The total revenue for the fourth quarter was $1.795 billion. Of this, the Bitcoin mining business contributed $1.724 billion in revenue, generating 1,718.3 Bitcoins during the quarter. Revenue from the international automobile trading business was $4.8 million.
The total operating costs and expenses for the fourth quarter amounted to $4.56 billion, primarily attributed to expenses related to the Bitcoin mining business, as well as impairment of mining machines and fair value losses on Bitcoin collateral receivables.
This includes:
· Cost of Revenue (excluding depreciation): $1.553 billion
· Cost of Revenue (depreciation): $38.1 million
· Operating Expenses: $9.9 million (including related-party expenses of $1.1 million)
· Mining Machine Impairment Loss: $81.4 million
· Fair Value Loss on Bitcoin Collateral Receivables: $171.4 million
The operating loss for the fourth quarter was $276.6 million, a significant increase from a loss of $0.7 million in the same period of 2024, primarily due to the downward trend in Bitcoin prices.
The net loss from ongoing operations was $285 million, compared to a net profit of $2.4 million in the same period last year.
The adjusted EBITDA was -$156.3 million, compared to $2.4 million in the same period last year.
The total revenue for the full year was $6.881 billion. Of this, the revenue from the Bitcoin mining business was $6.755 billion, with a total output of 6,594.6 Bitcoins for the year. Revenue from the international automobile trading business was $9.8 million.
The total annual operating costs and expenses amount to $1.1 billion.
Specifically, they include:
· Revenue Cost (excluding depreciation): $543.3 million
· Revenue Cost (depreciation): $116.6 million
· Operating Expenses: $28.9 million (including related-party expenses of $1.1 million)
· Miner Impairment Loss: $338.3 million
· Bitcoin Collateral Receivable Fair Value Change Loss: $96.5 million
The full-year operating loss is $437.1 million. The continuing operations net loss is $452.8 million, while in 2024, there was a net profit of $4.8 million.
The 2025 non-GAAP adjusted net profit is $24.5 million (compared to $5.7 million in 2024). This measure does not include share-based compensation expenses; refer to "Use of Non-GAAP Financial Measures" for details.

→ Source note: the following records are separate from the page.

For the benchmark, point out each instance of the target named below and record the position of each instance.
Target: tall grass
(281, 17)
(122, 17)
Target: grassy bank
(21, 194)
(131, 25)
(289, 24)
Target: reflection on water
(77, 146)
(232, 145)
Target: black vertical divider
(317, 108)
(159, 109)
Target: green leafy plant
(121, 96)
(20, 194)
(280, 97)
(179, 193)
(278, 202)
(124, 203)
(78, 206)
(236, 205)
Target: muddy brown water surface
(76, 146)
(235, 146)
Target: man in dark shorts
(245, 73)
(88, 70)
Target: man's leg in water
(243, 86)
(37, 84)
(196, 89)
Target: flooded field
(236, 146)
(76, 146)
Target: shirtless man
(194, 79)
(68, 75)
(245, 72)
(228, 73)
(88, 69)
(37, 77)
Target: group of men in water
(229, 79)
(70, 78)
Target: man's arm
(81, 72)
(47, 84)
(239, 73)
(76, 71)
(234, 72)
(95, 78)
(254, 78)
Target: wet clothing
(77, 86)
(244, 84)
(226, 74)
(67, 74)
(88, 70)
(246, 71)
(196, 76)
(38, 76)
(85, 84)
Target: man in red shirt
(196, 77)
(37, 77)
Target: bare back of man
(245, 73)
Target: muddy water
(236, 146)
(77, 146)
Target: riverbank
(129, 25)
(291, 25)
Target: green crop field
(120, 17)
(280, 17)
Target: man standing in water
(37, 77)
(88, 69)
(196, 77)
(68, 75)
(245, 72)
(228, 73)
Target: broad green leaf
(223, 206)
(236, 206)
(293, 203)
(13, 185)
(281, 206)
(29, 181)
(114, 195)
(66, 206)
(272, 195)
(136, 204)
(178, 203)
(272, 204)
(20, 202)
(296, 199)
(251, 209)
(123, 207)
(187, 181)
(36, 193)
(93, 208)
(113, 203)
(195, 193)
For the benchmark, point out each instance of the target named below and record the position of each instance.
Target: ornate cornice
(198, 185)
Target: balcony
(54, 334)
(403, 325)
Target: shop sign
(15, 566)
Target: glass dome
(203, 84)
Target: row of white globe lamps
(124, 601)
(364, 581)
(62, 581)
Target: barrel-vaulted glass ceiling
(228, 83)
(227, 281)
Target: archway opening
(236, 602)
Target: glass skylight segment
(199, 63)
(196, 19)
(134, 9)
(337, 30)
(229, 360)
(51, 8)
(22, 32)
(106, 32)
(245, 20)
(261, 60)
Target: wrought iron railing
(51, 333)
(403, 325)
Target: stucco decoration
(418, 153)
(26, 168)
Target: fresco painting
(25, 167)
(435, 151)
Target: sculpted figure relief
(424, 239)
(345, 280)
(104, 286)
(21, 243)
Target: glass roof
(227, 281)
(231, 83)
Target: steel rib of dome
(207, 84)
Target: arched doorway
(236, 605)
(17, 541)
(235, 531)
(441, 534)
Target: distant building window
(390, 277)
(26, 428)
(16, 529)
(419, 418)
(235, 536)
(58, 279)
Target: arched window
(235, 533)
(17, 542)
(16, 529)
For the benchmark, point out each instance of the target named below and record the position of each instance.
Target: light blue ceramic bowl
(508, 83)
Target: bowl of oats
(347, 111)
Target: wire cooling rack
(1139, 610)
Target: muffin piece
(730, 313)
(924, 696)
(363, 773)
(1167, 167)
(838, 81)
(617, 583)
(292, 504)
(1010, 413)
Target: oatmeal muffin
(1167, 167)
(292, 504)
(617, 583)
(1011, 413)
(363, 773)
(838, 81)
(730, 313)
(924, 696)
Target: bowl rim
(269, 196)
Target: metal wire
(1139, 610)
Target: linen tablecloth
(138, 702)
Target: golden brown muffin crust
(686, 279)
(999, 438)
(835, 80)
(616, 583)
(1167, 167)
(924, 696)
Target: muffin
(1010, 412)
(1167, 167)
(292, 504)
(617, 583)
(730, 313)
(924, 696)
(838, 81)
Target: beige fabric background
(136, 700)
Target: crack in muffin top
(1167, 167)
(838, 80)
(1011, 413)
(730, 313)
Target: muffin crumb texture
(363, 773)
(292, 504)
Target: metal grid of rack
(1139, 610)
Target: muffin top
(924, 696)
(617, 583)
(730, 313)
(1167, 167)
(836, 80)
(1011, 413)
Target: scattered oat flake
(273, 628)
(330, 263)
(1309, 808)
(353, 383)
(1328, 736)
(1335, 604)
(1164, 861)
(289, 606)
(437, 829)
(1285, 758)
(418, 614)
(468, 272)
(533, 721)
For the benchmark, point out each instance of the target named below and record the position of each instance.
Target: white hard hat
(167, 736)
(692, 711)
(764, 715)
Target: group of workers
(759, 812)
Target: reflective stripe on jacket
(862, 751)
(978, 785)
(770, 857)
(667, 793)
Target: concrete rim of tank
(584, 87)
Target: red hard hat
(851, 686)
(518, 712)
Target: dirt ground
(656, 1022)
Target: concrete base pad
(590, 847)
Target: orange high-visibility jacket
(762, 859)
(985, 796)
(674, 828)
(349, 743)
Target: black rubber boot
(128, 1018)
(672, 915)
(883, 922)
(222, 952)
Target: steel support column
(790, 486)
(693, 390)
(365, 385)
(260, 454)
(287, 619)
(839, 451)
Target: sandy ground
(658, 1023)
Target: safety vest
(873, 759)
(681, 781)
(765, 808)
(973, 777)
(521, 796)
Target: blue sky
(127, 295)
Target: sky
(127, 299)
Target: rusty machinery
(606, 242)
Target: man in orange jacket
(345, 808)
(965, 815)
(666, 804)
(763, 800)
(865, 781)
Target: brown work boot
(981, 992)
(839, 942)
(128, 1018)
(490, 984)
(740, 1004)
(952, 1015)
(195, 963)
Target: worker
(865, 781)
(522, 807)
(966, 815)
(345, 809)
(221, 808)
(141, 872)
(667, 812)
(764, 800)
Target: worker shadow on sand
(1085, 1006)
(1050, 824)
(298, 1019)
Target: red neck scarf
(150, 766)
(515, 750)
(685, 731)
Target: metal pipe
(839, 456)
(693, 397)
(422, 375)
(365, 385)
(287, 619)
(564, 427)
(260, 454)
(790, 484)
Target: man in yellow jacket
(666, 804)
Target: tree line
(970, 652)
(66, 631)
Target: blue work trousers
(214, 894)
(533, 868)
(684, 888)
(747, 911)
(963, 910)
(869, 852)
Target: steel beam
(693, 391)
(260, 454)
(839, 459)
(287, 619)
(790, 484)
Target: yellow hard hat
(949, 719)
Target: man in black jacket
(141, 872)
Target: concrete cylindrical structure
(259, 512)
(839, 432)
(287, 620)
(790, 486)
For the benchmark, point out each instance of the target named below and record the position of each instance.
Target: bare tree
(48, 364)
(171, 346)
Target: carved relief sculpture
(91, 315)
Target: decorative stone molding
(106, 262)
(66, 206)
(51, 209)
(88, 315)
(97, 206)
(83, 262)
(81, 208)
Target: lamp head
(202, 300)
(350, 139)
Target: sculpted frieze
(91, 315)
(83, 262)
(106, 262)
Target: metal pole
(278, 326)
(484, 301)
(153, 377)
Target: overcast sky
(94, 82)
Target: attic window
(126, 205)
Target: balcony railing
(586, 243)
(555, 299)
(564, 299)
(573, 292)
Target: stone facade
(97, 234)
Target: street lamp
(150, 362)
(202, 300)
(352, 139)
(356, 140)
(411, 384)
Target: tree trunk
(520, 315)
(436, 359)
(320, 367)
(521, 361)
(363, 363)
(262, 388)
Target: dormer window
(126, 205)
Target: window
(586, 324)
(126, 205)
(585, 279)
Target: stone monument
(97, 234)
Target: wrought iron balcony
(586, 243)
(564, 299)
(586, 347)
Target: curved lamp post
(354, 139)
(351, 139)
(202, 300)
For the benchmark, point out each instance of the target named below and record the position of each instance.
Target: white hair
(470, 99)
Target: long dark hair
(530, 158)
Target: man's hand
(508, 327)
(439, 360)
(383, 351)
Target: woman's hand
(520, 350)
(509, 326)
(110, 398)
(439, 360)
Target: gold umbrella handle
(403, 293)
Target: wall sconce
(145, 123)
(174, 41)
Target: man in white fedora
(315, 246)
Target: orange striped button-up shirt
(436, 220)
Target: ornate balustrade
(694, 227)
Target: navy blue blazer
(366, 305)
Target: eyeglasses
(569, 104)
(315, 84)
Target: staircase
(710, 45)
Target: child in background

As of December 31, 2025, the company's key assets and liabilities are as follows:
· Cash and Cash Equivalents: $41.2 million
· Bitcoin Collateral Receivable (Non-current, related party): $663.0 million
· Miner Net Value: $248.7 million
· Long-Term Debt (related party): $557.6 million
In February 2026, the company sold 4,451 bitcoins and repaid a portion of related-party long-term debt to reduce financial leverage and optimize the asset-liability structure.
As per the stock repurchase plan disclosed on March 13, 2025, as of December 31, 2025, the company had repurchased a total of 890,155 shares of Class A common stock for approximately $1.2 million.